The deadly paradox of diabetes management

In a new study, researchers found that diabetes management may be dangerously misaligned.

They found that people with diabetes across the U.S. often receive treatment that is too aggressive or not aggressive enough.

The findings showed paradoxical trends in overtreatment and undertreatment of patients with Type 2 diabetes.

The research was conducted by a team at Mayo Clinic.

Diabetes affects nearly 1 in 10 adults in the U.S., of these millions, more than 90% have Type 2 diabetes.

Controlling blood sugar and glycosylated hemoglobin levels ― or HbA1c, which is sometimes referred to as A1C ― is key to diabetes management and necessary to prevent its immediate and long-term complications.

An A1C of less than 7% is the target for most people, according to the American Diabetes Association.

Sometimes Type 2 diabetes can be managed by diet and exercise. Most often, people also need medications or insulin to keep their blood sugar at a healthy level.

However, there is a fine line between enough treatment to prevent the complications caused by high blood sugars and too much treatment that could cause blood sugar levels to fall dangerously low ― a condition known as hypoglycemia.

According to the team, patients who are older or who have serious health conditions are at high risk for experiencing hypoglycemia, which, for them, is likely to be much more dangerous than a slightly elevated blood sugar level.

At the same time, the benefits of intensive treatment usually take many years, even decades, to realize. So many patients may be treated intensively and risk hypoglycemia for no real benefit to them.

The opposite is true for younger, healthier people with diabetes.

These people are less likely to experience severe hypoglycemia and are most likely to achieve meaningful long-term improvements in health with intensive diabetes therapy.

These patients should be treated more aggressively, meaning that doctors should not shy away from using insulin or multiple medications to lower the A1C.

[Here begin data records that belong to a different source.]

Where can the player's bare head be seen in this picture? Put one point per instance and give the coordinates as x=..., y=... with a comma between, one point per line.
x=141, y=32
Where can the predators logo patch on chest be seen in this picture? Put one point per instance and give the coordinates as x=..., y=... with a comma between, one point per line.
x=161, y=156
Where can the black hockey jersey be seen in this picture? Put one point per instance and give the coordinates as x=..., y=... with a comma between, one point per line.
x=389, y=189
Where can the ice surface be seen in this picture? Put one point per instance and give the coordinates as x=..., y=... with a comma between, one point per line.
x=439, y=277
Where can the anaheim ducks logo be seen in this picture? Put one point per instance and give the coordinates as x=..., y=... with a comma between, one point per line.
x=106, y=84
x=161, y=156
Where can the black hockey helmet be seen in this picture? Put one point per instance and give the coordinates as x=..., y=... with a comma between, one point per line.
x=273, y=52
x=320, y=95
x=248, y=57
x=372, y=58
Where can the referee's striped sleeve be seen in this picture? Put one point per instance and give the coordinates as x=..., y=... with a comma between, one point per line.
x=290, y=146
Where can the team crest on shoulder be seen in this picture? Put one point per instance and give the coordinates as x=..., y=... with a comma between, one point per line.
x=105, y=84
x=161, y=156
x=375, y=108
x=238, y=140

The researchers examined the records of 194,157 patients with Type 2 diabetes, looking at A1C levels and the use of insulin and/or a sulfonylurea, a type of diabetes medication that stimulates insulin production, across multiple age groups and levels of clinical complexity.

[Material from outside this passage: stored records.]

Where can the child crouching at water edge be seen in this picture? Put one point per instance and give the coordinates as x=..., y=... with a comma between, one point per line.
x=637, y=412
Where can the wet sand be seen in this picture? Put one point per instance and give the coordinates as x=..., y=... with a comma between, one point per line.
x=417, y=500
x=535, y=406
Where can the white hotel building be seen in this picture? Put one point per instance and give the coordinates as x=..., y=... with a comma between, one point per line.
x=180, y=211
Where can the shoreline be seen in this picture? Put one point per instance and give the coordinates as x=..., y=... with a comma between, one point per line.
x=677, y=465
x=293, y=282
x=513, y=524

The team specifically focused on the 16 comorbidities as warranting relaxation of A1C targets, and cautious use of insulin and sulfonylureas.

They found that the highest A1C levels — with a mean of 7.7% — were among people ages 18–44 and the lowest levels — with a mean of 6.9% — were among those 75 years and older.

Also, patients who had no comorbidities had the highest A1C — with a mean of 7.4% — while those with advanced comorbidities, including dementia, cancer or end-stage kidney disease, maintained the lowest A1C levels — with a mean of 7%.

The team found patients least likely to benefit from intensive glycemic control and most likely to experience hypoglycemia with insulin therapy were most likely to achieve low HbA1c levels and to be treated with insulin to achieve them.

They say most importantly, clinicians should continue to engage their patients in shared and informed decision-making, weighing the risks and benefits of glucose-lowering treatment regimens in the specific context of each patient, carefully considering the patient’s comorbidity burden, age, and goals and preferences for care.

The lead author of the study is Rozalina McCoy, M.D., a primary care physician and endocrinologist at Mayo Clinic.

The study is published in BMJ Open Diabetes Research & Care.